Saturday, August 13, 2011

Building with Legos

In the six years that I have been involved in building and releasing software here at Netflix, the process has evolved and improved significantly. When I started, we would build a WAR, get it setup and tested on a production host, and then run a script that would stop tomcat on the host being pushed to, rsync the directory structure and then start tomcat again. Each host would be manually pushed to using this process, and even with very few hosts this took quite some time and a lot of human interaction (potential for mistakes).

Our next iteration was an improvement in automation, but not really in architecture. We created a web based tool that would handle the process of stopping and starting things as well as copying into place and extracting the new code. This meant that people could push to a number of servers at once just by selecting check boxes. The tests to make sure that the servers were back up before proceeding could also be automated and have failsafes in the tool.

When we started migrating our systems to the cloud we took the opportunity to revisit our complete build pipeline, looking both at how we could leverage the cloud paradigm as well as the current landscape for build tools. What resulted was essentially a complete re-write of how the pipeline functioned, leveraging a suite of tools that were rapidly maturing (Ivy, Artifactory, Jenkins, AWS).

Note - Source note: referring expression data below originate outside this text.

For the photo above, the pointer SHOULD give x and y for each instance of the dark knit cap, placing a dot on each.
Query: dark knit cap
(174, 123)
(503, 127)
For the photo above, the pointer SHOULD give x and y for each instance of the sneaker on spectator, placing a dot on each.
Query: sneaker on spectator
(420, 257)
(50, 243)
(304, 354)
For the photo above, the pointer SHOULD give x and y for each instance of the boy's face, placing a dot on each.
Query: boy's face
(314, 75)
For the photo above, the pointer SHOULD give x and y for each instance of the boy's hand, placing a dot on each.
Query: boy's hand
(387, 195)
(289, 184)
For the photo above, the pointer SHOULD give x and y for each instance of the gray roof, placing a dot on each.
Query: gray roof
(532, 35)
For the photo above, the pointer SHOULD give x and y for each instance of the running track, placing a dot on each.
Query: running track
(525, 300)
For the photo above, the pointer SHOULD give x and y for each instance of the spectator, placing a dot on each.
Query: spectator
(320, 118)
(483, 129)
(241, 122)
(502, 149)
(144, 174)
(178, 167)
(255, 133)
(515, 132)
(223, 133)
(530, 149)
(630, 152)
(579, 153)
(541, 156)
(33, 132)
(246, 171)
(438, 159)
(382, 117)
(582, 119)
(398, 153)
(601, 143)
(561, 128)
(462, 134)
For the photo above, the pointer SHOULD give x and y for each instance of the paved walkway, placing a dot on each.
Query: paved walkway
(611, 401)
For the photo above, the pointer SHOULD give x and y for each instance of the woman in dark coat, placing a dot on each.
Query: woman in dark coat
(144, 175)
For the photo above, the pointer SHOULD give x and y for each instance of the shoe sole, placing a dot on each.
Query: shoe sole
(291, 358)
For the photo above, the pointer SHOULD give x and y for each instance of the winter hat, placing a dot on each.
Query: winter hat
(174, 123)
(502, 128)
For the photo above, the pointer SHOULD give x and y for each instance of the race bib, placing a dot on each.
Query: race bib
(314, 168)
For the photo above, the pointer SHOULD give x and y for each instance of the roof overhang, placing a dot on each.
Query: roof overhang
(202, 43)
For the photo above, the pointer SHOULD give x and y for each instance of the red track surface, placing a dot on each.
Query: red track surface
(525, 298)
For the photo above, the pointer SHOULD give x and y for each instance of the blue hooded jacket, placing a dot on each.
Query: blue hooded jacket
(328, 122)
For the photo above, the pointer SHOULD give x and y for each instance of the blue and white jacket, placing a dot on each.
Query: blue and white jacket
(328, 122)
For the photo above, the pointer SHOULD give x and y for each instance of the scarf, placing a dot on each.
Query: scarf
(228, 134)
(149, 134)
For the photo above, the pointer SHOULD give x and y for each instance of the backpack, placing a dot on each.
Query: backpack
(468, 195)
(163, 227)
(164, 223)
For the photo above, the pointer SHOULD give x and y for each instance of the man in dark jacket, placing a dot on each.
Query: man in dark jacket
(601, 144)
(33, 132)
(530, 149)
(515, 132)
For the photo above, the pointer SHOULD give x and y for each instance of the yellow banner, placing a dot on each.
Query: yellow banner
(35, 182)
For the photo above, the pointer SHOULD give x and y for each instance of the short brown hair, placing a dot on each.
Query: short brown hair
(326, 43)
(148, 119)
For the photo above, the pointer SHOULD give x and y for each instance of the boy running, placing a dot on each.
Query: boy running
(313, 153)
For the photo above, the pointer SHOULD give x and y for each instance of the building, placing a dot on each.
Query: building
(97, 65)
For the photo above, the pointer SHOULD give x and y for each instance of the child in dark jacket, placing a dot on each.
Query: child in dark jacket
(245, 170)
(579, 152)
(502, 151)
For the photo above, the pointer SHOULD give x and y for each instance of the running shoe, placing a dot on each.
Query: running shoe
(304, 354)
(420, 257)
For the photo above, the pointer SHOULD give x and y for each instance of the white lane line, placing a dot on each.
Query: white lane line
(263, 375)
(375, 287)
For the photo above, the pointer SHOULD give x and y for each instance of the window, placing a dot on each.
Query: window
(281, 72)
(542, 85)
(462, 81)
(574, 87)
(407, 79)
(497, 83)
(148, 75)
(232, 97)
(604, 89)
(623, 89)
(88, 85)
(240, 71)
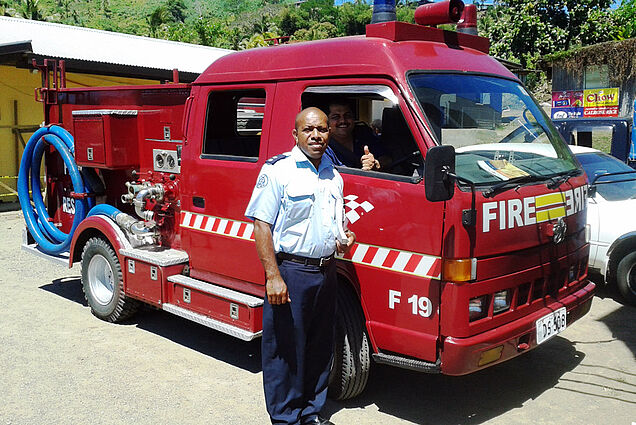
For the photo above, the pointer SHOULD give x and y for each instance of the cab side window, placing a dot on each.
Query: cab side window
(233, 125)
(376, 121)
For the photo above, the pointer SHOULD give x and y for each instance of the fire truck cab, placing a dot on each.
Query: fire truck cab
(472, 244)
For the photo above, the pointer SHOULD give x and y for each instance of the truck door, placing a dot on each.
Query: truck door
(220, 165)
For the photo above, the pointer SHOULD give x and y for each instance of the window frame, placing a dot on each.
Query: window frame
(242, 91)
(388, 90)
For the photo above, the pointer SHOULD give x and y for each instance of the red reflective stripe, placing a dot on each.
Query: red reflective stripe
(352, 251)
(412, 263)
(436, 268)
(390, 258)
(241, 230)
(368, 257)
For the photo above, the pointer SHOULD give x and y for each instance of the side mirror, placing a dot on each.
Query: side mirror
(439, 186)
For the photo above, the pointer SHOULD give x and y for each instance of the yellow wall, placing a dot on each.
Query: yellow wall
(18, 85)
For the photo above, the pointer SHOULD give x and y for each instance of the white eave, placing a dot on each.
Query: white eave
(84, 44)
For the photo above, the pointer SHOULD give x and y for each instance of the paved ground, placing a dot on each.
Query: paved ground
(60, 365)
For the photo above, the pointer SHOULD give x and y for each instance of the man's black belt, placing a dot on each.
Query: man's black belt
(321, 262)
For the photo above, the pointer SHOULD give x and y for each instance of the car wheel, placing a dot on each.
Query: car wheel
(626, 278)
(352, 354)
(103, 284)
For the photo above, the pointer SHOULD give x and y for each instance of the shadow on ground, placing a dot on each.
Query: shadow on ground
(244, 355)
(412, 396)
(470, 399)
(620, 321)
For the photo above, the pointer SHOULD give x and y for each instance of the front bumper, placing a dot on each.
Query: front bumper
(461, 356)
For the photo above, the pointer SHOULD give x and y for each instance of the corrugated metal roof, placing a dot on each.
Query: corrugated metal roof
(68, 42)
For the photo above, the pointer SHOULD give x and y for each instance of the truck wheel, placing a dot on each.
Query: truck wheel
(352, 357)
(626, 278)
(102, 282)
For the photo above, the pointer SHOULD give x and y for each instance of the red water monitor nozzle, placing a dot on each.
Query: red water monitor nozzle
(443, 12)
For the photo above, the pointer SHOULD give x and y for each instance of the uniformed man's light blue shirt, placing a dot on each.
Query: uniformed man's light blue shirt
(300, 203)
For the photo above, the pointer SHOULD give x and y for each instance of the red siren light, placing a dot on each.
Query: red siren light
(443, 12)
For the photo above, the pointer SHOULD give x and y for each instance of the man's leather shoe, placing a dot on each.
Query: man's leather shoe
(318, 421)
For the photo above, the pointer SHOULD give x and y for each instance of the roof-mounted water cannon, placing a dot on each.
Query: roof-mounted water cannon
(468, 23)
(383, 11)
(443, 12)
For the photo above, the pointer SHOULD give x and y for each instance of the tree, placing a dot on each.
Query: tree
(30, 9)
(176, 9)
(625, 17)
(524, 30)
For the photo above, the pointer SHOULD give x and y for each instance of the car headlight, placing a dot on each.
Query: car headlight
(501, 301)
(477, 308)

The key advance was using our continuous build system to build not only the artifact from source code, but the complete software stack, all the way up to a deployable image in the form of an AMI (Amazon Machine Image for AWS EC2). The "classic" part of the build job does the following: build the artifact, publish it to Artifactory, build the package, publish the package to the repo. Then there is a follow on job that mounts a base OS image, installs the packages and then creates the final AMI. Another important point is that we do all of this in our test environment only. When we need to move a built AMI into production we simply change the permissions on the AMI to allow it to be booted in production*.

Some of you might wonder why we chose not to use Chef/Puppet to manage our infrastructure and deployment, and there are a couple of good reasons we have not adopted this approach. One is that it eliminates a number of dependencies in the production environment: a master control server, package repository and client scripts on the servers, network permissions to talk to all of these. Another is that it guarantees that what we test in the test environment is the EXACT same thing that is deployed in production; there is very little chance of configuration or other creep/bit rot. Finally, it means that there is no way for people to change or install things in the production environment (this may seem like a really harsh restriction, but if you can build a new AMI fast enough it doesn't really make a difference).

In the cloud, we know exactly what we want a server to be, and if we want to change that we simply terminate it and launch a new server with a new AMI. This is enabled by a change in how you think about managing your resources in the cloud or a virtualized environment. Also it allows us to fail as early in the process as possible and by doing so mitigate the inherent risk in making changes.

Greg Orzell - Sr. Manager, Streaming Insight Engineering

* The reason this works is that we pass in a small set of variables, including environment, using user data. This does mean that we can find behavior differences between test and prod, and our deployment process and testing take this into account.